El artículo fue diseñado, se volvió a hacer aprobar con varias firmas y se fue contento a la imprenta.

A  las cinco de la madrugada, el director de arte de la publicación me llama alteradísimo. Él es un perfeccionista pero ya habíamos cerrado y hasta donde sabía la revista no volvía a nuestras manos hasta que estuviera impresa; yo no entendía ni palabra. “Levantaron tu nota en imprenta”, repetía histérico y murmuraba: “Tengo que rehacer portada y tú debes cubrir cuatro páginas. Ahora”. Masculló algunos insultos, dijo que me esperaba en la redacción, y me colgó.
Yo suelo despertar después de las once de la mañana, no porque me levante tan tarde, no, sino que realmente siento que despierto en verdad a esas horas. Imaginen mi estado, era de madrugada, iba camino a mi trabajo al mejor estilo zombie y me preguntaba qué coño había sucedido.
Al llegar, el director de arte estaba desfigurado y a duras penas me explicaba que fue por “su nombre”. El nombre de aquella mujer en el ping pong del político.
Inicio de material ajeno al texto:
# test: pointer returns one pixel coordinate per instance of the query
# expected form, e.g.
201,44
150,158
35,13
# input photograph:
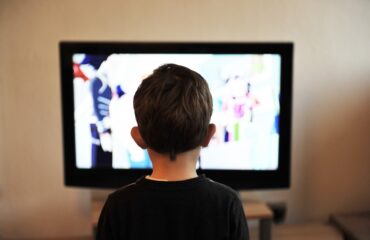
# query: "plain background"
331,108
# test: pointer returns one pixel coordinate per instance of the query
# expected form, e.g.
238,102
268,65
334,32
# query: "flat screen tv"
251,85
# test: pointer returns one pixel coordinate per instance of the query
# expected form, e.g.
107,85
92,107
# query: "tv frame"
237,179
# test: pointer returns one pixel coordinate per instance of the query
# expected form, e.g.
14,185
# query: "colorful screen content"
246,106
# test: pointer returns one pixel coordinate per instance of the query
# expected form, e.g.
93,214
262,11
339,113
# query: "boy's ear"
135,134
210,133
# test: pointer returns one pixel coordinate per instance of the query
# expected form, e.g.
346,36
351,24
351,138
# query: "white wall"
331,113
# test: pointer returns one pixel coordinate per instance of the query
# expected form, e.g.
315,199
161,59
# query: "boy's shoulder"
200,186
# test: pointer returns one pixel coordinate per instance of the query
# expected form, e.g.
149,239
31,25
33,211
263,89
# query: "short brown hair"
173,107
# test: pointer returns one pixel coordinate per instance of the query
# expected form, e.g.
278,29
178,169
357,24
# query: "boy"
173,107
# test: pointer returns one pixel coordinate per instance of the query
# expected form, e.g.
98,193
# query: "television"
251,86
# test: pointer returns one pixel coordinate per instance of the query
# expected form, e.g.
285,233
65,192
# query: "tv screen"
251,86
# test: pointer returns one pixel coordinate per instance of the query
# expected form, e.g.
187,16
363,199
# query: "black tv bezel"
237,179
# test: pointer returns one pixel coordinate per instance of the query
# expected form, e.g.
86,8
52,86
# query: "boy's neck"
183,168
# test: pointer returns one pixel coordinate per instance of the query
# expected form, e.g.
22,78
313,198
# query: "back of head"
173,107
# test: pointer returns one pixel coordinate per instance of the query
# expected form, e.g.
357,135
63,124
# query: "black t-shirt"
197,208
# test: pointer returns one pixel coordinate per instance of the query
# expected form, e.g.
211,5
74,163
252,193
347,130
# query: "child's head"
173,107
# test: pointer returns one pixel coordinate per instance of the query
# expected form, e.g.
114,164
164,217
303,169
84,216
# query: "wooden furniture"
354,226
255,210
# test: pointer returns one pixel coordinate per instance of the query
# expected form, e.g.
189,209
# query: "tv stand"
260,211
254,210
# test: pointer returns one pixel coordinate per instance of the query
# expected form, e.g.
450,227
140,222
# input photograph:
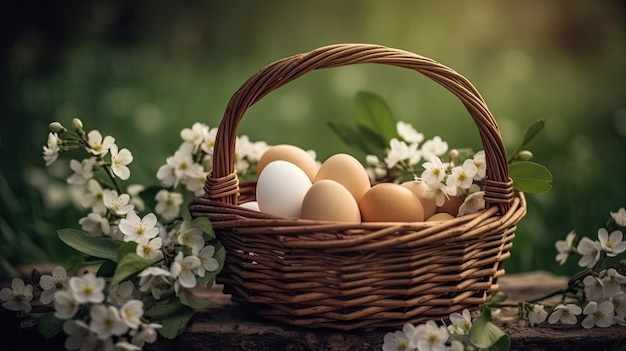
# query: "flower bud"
56,127
524,155
454,153
78,124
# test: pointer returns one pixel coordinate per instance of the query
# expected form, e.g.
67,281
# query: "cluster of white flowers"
602,290
456,177
100,313
194,158
431,336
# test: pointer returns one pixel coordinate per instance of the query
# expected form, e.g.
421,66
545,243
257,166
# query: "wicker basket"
365,275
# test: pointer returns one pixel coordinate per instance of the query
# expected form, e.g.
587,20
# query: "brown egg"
327,200
451,205
347,171
390,202
440,217
289,153
419,188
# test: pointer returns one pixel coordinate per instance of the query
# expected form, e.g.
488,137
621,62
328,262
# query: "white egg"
251,205
280,189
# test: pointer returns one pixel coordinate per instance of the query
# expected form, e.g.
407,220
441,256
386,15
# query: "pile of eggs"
291,184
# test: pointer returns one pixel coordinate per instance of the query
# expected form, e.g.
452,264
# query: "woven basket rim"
222,182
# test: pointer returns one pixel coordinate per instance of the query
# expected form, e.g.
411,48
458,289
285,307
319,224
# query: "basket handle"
222,183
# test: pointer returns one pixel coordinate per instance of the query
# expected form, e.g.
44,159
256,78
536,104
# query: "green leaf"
485,335
48,325
205,225
102,247
129,265
530,177
372,112
189,299
107,269
173,316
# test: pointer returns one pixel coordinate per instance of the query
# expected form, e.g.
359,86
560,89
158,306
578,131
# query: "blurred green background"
143,70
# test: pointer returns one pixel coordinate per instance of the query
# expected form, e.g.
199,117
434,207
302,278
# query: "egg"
440,217
347,171
327,200
251,205
427,199
390,202
451,205
280,189
289,153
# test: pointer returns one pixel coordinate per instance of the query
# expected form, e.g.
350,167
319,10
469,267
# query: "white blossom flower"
94,224
120,161
145,333
150,250
400,152
619,304
168,204
155,279
590,252
183,270
474,202
97,145
480,161
594,289
18,297
119,205
131,313
611,283
83,171
565,247
167,175
52,283
134,190
462,176
87,288
135,227
94,197
537,315
598,315
611,244
565,314
65,305
434,171
51,150
396,341
106,321
434,147
195,135
407,132
460,323
207,261
121,293
619,217
79,336
431,337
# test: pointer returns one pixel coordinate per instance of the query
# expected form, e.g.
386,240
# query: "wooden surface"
229,326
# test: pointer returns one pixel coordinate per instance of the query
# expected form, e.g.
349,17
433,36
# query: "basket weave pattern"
358,275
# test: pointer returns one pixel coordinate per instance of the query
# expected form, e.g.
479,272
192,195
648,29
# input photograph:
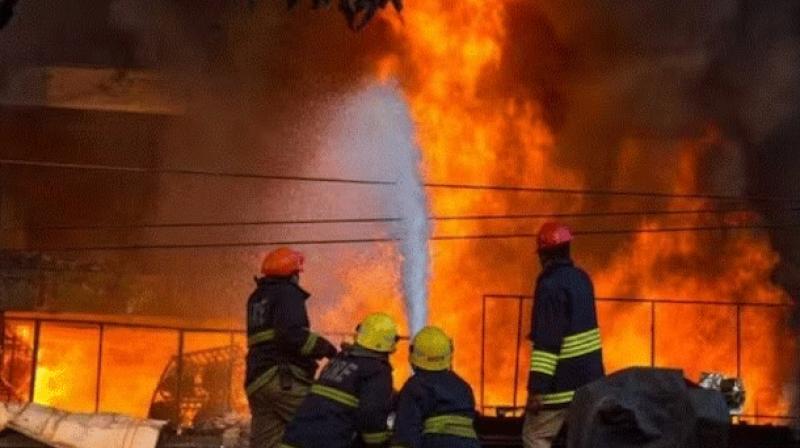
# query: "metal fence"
515,407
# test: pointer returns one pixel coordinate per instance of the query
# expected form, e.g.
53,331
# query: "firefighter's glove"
534,404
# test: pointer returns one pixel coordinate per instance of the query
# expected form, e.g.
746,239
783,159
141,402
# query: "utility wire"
439,185
188,172
390,239
602,192
381,220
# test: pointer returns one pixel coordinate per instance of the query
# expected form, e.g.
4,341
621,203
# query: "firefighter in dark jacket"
435,408
282,353
350,403
566,350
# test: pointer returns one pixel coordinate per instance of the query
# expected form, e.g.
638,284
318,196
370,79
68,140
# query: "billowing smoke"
413,208
371,136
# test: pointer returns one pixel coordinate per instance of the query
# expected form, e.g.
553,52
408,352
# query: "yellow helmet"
431,349
377,332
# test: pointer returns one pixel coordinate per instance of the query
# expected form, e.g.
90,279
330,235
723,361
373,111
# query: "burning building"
664,134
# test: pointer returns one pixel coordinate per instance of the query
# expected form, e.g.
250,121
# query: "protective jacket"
349,404
277,333
567,351
435,410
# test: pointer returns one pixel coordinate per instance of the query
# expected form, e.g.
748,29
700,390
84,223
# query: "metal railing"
515,407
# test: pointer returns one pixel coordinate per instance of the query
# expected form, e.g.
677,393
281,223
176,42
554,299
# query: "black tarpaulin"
646,408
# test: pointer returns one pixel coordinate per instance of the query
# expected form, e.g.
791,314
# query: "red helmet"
282,262
553,234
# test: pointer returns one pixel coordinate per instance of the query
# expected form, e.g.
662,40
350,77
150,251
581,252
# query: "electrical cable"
380,220
390,239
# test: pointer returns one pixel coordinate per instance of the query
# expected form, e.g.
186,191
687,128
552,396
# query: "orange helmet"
553,234
282,262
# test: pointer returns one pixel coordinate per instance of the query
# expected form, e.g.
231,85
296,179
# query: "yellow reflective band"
582,350
453,425
558,398
311,341
259,382
543,362
262,336
335,395
577,339
375,438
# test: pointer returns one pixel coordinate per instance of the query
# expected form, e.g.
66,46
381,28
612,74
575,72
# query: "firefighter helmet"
553,234
282,262
431,349
377,332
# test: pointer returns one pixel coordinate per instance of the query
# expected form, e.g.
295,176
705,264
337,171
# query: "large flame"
468,134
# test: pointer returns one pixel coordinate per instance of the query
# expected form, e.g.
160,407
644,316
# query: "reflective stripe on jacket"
351,399
435,410
567,348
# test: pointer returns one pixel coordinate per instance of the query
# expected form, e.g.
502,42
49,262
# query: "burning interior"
665,135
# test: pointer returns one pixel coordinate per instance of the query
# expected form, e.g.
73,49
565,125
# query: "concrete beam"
91,88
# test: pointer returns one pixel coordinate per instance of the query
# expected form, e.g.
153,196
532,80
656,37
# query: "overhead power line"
379,220
438,185
602,192
187,172
392,239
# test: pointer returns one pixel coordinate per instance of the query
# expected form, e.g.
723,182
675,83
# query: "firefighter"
435,408
566,350
350,403
282,353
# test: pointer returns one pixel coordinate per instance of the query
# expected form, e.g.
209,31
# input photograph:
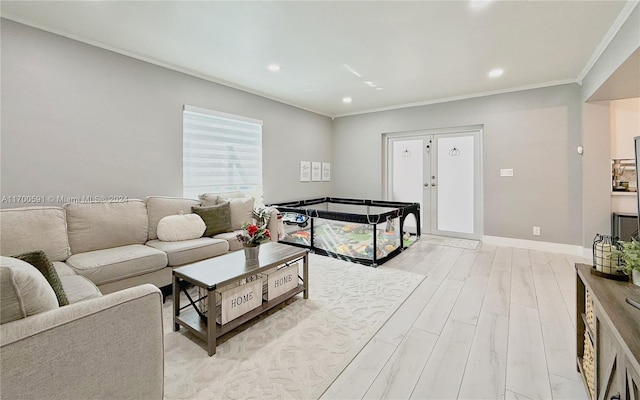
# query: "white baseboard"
574,250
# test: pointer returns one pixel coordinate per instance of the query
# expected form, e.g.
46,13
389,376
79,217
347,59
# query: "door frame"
387,172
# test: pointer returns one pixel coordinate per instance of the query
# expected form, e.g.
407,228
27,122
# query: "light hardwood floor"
491,323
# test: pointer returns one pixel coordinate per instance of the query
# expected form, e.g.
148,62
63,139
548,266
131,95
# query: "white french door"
442,171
Cuando aún más arriba del visible vértice de la pirámide empresarial escucharon que salía publicada la entrevista con el ex político, deslizaron levemente la cabeza –como si fueran de la Cosa Nostra– en señal negativa.

El político no sólo era enemigo acérrimo de la madame que aquella mañana vi llegar (se habían peleado como chicas en el barro por la presidencia del PRI en una lucha que terminó con insultos y denuncias de una y otra parte) sino que él había tenido la osadía de nombrarla.

Y ella elegía quiénes la nombraban y dirigía cómo lo hacían. “No usarás su nombre en vano”, parecía resonar una voz de ultratumba en nuestras conciencias que de pésimo humor y a cuatro manos trataban de remediar la censura.
Guardo con cariño miniaturas impresas de las dos portadas: la que finalmente se publicó dándole una insólita ventana de portada al preso político afroamericano, Mumia Abu Jamal, historia que jamás pensé ver impresa en esa revista pero que a los ojos de los directivos resultó menos conflictiva que la otra, que levantaron de imprenta, a medianoche, por un nombre de mujer: Elba Esther.